En un campo de refugiados de Bangladesh, un grupo de niños rohinyá canta canciones en inglés en un centro de UNICEF, financiado por UK Aid. Crédito de la foto: Anna Dubuis/DFID a través de Flickr (CC BY 2.0).

Este artículo forma parte de la serie Spotlight de julio de 2026 de Global Voices, «Apatridia«. Esta serie ofrece visión detallada del problema de la apatridia y cómo limita la libertad de movimiento, oportunidades educativas, acceso político, y más. Puedes apoyar este reportaje con una donación.

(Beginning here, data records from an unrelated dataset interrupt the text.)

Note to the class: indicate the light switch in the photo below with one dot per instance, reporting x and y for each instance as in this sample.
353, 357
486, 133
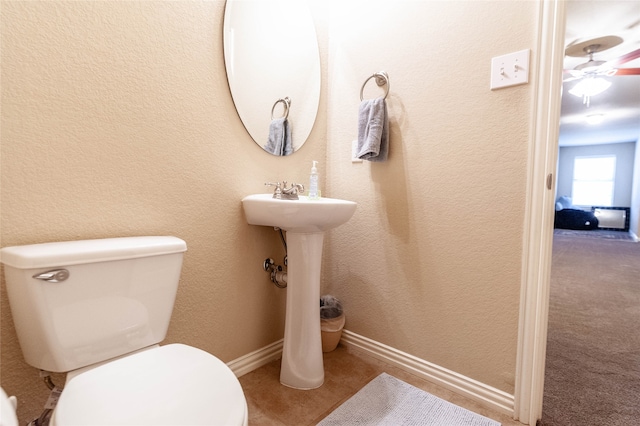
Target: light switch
510, 70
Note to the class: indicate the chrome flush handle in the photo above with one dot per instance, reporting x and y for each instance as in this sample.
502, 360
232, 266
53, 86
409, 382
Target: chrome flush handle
53, 276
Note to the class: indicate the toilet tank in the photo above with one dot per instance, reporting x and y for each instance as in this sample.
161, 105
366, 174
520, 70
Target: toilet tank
117, 298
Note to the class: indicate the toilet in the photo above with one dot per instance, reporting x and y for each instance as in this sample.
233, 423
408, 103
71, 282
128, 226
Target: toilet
97, 310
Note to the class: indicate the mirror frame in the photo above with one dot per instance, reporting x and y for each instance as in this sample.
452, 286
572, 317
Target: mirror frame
271, 53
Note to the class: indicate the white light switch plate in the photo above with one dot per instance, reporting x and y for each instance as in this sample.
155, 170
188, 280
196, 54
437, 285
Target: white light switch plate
510, 70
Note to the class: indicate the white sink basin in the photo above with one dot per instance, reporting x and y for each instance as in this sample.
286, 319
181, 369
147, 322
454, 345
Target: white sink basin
303, 215
305, 221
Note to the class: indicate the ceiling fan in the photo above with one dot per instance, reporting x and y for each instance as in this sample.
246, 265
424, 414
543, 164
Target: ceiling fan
590, 72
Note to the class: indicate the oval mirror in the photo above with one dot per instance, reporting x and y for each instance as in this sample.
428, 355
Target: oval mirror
273, 67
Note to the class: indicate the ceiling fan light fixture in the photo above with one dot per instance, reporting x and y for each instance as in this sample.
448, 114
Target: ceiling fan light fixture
590, 86
594, 119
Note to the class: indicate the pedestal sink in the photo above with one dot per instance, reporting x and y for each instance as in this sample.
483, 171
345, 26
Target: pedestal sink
305, 221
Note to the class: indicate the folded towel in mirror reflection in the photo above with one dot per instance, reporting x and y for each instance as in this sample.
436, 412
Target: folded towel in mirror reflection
373, 130
279, 142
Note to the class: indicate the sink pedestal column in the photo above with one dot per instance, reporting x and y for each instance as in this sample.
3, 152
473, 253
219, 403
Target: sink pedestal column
302, 366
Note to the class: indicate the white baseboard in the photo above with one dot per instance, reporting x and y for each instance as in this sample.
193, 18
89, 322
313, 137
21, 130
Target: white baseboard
256, 359
462, 385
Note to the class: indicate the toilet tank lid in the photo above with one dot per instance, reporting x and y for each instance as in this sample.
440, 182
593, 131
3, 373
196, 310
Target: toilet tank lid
89, 251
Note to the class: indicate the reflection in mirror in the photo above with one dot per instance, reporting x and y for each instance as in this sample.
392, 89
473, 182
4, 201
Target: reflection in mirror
271, 54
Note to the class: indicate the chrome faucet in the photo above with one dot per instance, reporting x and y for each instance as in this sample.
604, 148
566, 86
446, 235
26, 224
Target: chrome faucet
281, 192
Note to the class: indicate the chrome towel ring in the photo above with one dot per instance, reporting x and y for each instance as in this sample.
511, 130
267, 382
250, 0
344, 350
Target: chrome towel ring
382, 78
287, 104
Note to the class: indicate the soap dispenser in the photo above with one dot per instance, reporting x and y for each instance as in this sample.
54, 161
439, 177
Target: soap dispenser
314, 192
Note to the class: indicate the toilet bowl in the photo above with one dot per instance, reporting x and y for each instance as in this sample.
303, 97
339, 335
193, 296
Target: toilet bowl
168, 385
97, 310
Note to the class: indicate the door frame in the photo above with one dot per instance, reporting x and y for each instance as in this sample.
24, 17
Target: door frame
538, 221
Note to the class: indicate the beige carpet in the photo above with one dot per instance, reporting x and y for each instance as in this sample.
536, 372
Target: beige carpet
593, 350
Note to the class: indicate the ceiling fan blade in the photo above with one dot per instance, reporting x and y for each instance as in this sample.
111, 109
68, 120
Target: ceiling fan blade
624, 58
628, 71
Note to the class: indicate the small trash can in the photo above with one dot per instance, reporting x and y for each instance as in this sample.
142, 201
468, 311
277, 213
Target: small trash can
331, 322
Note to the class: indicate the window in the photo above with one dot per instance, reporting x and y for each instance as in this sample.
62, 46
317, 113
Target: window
593, 180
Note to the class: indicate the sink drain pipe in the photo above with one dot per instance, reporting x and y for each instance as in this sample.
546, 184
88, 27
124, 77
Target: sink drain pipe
277, 274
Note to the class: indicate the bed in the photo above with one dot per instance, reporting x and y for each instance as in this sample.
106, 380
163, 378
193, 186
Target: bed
570, 217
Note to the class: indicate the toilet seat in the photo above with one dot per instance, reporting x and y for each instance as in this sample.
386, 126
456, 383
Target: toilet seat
169, 385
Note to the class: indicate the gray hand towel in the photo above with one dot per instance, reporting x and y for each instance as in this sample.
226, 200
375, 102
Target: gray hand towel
279, 142
373, 130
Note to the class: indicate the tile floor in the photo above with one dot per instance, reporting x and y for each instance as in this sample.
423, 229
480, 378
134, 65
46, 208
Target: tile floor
347, 370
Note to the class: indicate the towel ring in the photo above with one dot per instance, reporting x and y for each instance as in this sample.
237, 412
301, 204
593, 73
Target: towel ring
382, 78
287, 104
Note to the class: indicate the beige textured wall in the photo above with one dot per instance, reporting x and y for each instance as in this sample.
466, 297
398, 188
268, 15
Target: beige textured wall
117, 120
431, 261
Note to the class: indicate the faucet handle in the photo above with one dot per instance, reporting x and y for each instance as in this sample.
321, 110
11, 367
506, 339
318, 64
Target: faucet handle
277, 193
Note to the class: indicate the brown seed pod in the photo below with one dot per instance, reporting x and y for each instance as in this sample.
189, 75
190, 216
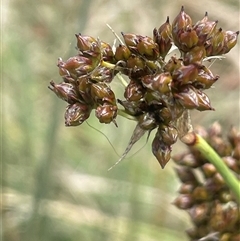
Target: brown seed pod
134, 91
163, 37
102, 94
76, 114
65, 91
106, 113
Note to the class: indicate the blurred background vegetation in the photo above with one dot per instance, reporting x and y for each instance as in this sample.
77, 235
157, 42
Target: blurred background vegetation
56, 186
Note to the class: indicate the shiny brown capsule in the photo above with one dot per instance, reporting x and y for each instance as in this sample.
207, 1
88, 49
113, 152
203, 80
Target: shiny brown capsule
187, 39
194, 55
148, 48
181, 23
84, 87
205, 78
107, 52
169, 134
101, 93
134, 91
186, 74
122, 53
84, 42
77, 65
204, 29
65, 91
76, 114
163, 37
159, 82
106, 113
161, 150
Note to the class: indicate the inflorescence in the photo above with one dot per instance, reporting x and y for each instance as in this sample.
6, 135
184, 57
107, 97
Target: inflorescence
161, 88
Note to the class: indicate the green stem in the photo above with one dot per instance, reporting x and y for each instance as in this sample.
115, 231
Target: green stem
207, 151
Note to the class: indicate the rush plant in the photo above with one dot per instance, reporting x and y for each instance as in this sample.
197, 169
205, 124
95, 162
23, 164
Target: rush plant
160, 90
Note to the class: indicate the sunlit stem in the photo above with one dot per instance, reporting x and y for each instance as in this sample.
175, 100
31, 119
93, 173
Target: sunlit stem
197, 142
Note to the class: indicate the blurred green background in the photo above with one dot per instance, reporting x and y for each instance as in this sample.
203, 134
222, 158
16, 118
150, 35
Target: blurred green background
56, 186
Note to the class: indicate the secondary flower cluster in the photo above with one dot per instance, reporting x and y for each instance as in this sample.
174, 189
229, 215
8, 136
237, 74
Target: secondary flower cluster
212, 207
160, 88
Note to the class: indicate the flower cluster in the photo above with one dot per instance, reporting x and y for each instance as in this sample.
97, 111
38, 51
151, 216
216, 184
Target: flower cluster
211, 205
160, 88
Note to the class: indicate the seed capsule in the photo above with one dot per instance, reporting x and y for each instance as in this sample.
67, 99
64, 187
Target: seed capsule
84, 42
204, 29
77, 65
65, 91
106, 113
159, 82
148, 48
84, 87
184, 201
76, 114
102, 94
169, 134
181, 23
187, 39
230, 40
122, 53
163, 37
215, 44
107, 52
186, 74
147, 121
134, 91
205, 78
194, 55
173, 64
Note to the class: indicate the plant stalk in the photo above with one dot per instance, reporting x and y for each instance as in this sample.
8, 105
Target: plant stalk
197, 142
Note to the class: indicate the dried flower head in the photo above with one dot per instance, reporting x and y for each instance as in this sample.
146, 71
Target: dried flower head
160, 90
211, 205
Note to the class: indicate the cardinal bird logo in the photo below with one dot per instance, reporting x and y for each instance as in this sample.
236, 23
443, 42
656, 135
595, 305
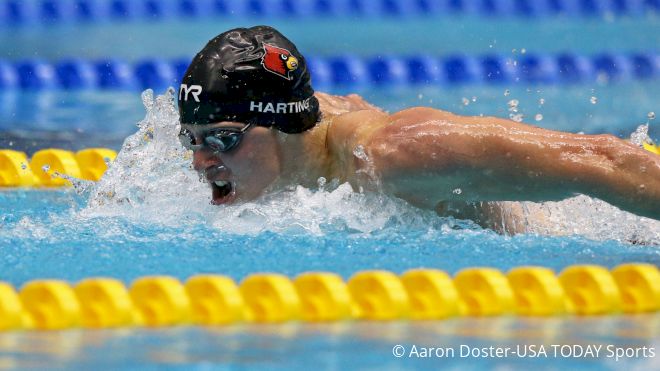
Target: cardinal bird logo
279, 61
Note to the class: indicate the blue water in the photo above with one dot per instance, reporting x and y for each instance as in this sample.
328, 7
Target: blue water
169, 228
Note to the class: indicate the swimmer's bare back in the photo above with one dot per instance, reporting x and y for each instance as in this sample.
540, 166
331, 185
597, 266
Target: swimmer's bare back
429, 157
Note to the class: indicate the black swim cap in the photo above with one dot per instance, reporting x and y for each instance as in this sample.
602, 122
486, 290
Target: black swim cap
252, 75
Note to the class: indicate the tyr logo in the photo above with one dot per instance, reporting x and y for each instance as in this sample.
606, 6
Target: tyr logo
195, 90
279, 61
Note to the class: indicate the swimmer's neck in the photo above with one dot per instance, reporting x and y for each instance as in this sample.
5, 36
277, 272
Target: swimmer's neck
305, 156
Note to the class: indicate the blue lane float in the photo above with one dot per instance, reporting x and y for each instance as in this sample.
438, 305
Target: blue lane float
348, 70
17, 12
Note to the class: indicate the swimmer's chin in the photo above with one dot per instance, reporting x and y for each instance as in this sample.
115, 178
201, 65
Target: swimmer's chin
223, 195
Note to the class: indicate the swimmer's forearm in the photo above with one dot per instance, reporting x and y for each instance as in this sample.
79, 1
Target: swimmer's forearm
629, 178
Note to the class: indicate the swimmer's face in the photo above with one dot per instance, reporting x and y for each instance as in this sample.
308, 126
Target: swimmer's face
241, 173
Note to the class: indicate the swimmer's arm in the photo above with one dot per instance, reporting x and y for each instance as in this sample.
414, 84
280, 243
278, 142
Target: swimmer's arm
427, 156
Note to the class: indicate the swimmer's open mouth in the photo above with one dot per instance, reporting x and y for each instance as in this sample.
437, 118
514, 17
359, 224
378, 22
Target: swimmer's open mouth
223, 192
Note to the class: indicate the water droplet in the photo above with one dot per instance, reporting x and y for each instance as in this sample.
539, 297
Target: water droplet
517, 117
640, 135
358, 152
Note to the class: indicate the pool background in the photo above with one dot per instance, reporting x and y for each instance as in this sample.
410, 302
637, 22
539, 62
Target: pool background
55, 234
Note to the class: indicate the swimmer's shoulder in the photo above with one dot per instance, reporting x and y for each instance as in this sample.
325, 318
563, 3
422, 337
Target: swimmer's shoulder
351, 126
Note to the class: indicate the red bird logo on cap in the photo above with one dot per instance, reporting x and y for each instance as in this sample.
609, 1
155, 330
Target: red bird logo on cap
279, 61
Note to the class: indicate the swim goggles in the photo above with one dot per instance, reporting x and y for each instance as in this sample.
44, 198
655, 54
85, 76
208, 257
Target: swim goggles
219, 140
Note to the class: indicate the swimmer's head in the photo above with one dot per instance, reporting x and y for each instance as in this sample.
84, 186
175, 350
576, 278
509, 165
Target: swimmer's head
250, 75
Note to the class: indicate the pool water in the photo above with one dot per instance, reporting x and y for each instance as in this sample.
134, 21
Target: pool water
151, 215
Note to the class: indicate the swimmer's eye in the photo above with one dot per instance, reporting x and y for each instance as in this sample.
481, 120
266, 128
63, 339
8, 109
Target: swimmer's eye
187, 139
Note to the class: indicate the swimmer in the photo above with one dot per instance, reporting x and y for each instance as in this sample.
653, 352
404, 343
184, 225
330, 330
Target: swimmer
255, 125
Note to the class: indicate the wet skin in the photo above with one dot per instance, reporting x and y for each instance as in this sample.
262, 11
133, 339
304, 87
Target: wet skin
424, 155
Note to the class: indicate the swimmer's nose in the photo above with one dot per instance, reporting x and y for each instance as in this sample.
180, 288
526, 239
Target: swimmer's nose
205, 158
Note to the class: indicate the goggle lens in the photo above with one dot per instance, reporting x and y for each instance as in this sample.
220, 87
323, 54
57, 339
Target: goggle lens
220, 140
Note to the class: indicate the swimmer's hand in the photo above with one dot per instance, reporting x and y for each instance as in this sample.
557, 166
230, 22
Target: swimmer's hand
426, 156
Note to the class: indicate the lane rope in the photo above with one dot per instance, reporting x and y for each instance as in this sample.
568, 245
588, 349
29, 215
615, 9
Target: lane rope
377, 295
348, 70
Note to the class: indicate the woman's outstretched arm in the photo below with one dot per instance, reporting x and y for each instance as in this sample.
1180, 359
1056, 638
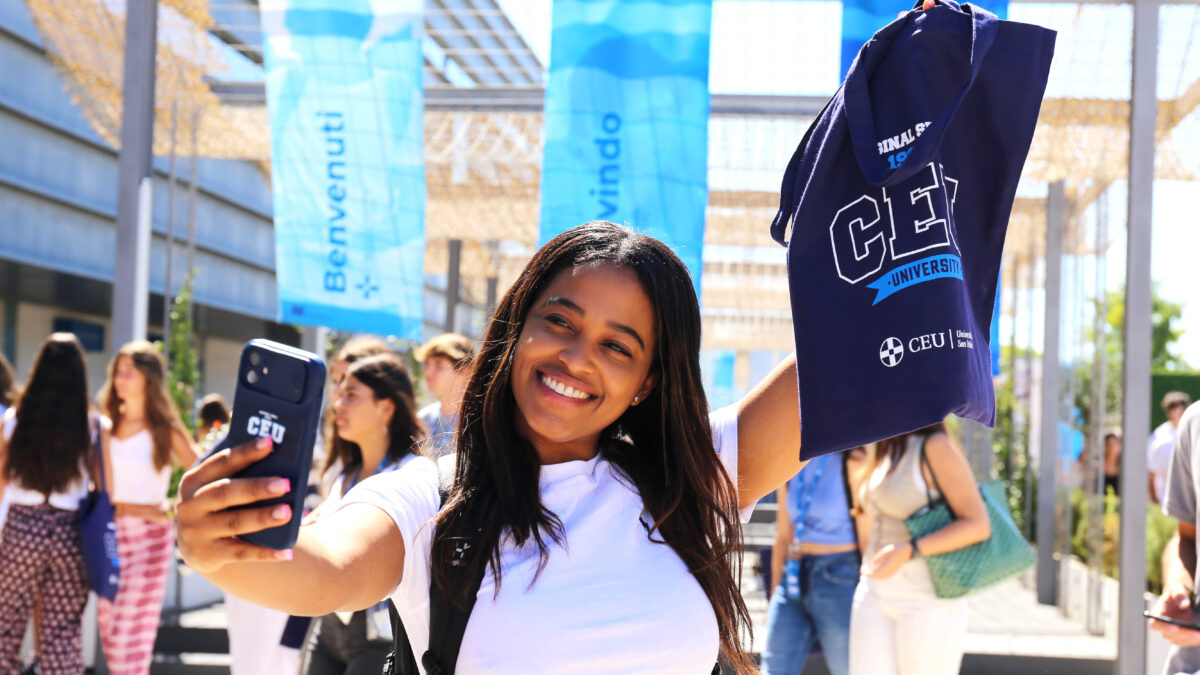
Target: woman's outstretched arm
348, 561
769, 434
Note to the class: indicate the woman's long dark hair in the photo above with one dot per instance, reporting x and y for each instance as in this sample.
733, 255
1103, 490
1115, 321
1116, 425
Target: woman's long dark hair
388, 378
52, 431
664, 446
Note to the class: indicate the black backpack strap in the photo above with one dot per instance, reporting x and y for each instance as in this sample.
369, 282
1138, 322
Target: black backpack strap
401, 661
448, 621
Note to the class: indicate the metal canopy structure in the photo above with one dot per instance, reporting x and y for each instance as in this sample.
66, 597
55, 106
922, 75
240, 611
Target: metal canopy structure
484, 94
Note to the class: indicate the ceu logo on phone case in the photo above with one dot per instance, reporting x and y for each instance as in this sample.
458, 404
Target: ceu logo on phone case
267, 426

A pesar de que viven desde hace generaciones en el estado de Rakáin, en Myanmar, los rohinyás siguen siendo la mayor población apátrida del mundo porque se les ha negado sistemáticamente la ciudadanía. Nueve años después de que 750,000 rohinyás huyeran de la violencia en el estado de Rakáin para buscar refugio en Bangladesh, casi un millón de refugiados siguen atrapados en 33 campamentos sobrepoblados en Cox's Bazar. Esa situación de limbo jurídico les ha privado de derechos básicos como educación, asistencia de salud o protección en virtud de la legislación nacional, lo que los deja totalmente dependientes de cualquier ayuda que llegue.

Cuando una muchacha no tiene un Estado que le garantice sus derechos ni un sistema operativo que los haga valer, el matrimonio se convierte en una de las únicas vías de que dispone la familia para darle una aparente estabilidad.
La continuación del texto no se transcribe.